Wednesday, 10 June 2015

Agates- God's Abstract Art

I've decided not to bore you with all the chemistry but put simply, agates are beautiful! Some of the ones shown below are extremely rare- found in only a few locations near the Bay of Fundy!
By definition, agates are supposed to be banded but since some aren't, I'm going to give you my definition-
A microcrystalline silicate with some kind of a pattern. The pattern is caused by chemical variations of the silicate (impurities) which are mainly hematite (black, silver, red) and limonite (yellow, brown).
There are several types of agate but all are created in much the same way- very hot silica-rich liquid flowing through cracks in the basalt, cooling and precipitating out the silicate. The silicate builds up over a very long time until there is no more space.
Several different types of agates exist.
Fortification agate gets its name from the fort-like structures you can see.
Cut by Scotia Lapidary

Moss Agate is called that because of the plant-like structures it contains. Not all moss agates are green- they can be pretty much any colour and shape.
Cut by scotia gems (7 inch x 4 inch)

Flame Agate contains flame like structures that seem to shoot in from the edge. The flames can be red, cherry or golden (rare) depending on the impurities. We have all of these in the shop.
Cut and polished by Scotian Lapidary

Cut by Scotia Gems

Plume Agate is kind of similar to the flame but the shape is more rounded. Again, it can be different colours and we have a beautiful piece of cherry just waiting for someone to use it as a pendant.

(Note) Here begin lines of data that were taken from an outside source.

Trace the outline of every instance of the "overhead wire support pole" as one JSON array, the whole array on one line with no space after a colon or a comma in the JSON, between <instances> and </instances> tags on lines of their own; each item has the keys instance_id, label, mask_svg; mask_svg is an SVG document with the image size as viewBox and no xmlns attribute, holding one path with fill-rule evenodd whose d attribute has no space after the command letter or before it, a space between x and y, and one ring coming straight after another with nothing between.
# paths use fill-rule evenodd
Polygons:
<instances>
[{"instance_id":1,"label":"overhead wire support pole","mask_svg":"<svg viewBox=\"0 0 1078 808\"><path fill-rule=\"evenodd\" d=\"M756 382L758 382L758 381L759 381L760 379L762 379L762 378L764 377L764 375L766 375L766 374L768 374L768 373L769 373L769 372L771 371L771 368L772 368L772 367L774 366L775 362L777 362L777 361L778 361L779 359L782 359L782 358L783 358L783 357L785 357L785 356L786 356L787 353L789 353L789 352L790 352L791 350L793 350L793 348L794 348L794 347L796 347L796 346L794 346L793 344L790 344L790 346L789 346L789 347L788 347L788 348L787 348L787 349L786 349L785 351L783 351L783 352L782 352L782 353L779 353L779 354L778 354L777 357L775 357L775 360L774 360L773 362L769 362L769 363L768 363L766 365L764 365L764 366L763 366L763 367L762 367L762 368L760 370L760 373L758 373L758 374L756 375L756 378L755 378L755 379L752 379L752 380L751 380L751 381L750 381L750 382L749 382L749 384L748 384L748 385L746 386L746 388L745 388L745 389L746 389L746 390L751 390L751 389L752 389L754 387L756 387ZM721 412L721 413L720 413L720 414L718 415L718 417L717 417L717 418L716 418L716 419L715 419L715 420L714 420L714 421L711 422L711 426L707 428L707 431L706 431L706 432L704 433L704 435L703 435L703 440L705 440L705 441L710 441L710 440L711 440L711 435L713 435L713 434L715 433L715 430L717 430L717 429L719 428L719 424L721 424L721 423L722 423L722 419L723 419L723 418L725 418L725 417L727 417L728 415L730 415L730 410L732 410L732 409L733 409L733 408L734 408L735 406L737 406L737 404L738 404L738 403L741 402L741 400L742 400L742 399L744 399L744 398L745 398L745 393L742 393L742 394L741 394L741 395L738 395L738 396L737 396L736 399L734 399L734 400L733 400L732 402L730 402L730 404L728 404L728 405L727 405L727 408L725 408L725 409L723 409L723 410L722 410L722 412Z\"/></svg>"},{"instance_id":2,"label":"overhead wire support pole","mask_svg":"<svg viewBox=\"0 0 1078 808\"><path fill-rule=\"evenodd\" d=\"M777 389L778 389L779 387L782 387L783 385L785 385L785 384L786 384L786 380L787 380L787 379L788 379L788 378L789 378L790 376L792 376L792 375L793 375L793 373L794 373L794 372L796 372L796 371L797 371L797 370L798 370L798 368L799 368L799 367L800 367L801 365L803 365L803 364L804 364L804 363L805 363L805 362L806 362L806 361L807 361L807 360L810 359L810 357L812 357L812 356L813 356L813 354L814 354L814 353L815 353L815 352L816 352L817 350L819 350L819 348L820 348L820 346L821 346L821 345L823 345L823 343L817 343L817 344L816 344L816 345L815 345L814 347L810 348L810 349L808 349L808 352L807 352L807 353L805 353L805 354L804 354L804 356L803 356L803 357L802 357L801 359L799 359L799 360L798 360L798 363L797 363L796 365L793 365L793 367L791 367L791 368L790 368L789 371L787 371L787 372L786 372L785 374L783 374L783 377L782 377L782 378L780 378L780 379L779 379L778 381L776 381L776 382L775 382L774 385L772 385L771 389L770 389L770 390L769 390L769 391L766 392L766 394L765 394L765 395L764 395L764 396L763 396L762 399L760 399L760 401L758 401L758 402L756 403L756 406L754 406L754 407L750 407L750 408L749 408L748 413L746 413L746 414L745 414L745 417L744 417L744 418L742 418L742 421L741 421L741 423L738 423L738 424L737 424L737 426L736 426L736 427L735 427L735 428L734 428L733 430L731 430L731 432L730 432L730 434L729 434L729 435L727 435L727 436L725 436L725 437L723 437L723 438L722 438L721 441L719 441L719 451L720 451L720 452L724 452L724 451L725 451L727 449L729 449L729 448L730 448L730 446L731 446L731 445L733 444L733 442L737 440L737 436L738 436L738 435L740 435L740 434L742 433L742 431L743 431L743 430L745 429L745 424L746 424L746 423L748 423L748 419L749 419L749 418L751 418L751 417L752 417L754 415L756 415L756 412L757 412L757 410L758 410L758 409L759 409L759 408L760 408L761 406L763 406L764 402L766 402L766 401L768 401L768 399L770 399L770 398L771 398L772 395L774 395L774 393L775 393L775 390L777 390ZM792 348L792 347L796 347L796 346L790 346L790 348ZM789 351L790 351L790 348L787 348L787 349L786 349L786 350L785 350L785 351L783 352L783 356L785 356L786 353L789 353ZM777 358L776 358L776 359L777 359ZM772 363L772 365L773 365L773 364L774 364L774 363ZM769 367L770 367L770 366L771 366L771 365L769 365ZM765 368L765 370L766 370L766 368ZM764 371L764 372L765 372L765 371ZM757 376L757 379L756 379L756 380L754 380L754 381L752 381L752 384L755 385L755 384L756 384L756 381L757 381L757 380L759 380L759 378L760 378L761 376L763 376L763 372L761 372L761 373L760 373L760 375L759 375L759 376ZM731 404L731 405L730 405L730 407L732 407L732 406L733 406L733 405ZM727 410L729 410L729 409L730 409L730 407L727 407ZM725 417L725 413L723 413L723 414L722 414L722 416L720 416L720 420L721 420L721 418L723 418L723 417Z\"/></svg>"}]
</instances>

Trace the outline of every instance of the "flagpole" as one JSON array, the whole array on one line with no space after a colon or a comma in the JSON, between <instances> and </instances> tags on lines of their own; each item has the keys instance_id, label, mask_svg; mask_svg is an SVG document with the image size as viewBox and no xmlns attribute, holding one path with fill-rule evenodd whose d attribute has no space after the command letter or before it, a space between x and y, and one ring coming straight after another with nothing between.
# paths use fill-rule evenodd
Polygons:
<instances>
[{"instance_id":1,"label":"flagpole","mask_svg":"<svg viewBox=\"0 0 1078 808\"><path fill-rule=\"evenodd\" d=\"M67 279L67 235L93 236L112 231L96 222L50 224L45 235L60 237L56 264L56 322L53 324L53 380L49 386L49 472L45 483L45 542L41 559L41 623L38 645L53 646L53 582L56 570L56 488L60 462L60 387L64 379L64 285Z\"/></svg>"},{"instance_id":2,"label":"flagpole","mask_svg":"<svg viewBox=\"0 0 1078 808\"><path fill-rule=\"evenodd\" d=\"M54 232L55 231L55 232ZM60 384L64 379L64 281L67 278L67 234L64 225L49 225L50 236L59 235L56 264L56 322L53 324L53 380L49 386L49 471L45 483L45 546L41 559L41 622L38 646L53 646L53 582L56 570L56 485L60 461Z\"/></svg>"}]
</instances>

All cut and polished by Scotian Lapidary

Crazy Lace Agate is the wacko member of the agate family. The matrix is usually white (chalcedony) and it contains really weird shaped designs in various colours. We have some beautiful slabs of this as well.

Crazy Lace all cut by Scotia Gems

There are several other types but they tend to be variations on these.

In the shop, we have tumbled stones, slabs (for display or lapidary), cut display pieces and rough material. This rock is so beautiful, you have to drop by and see it.

We'll be away for a few days but when we get back, I'm going to be posting features on the artists who have work here as well as some of the lapidarys we work with. I'll also have features on "The Beast" (our rock tumbler) as well as some of the things you can see or do in this beautiful part of Nova Scotia.
See you soon.


  1. We are pleased to have new friends who appreciate Digby Neck agate as much as we do.

  2. Thanks John and Nancy. Thanks to your experience, we ended up with some amazing pieces!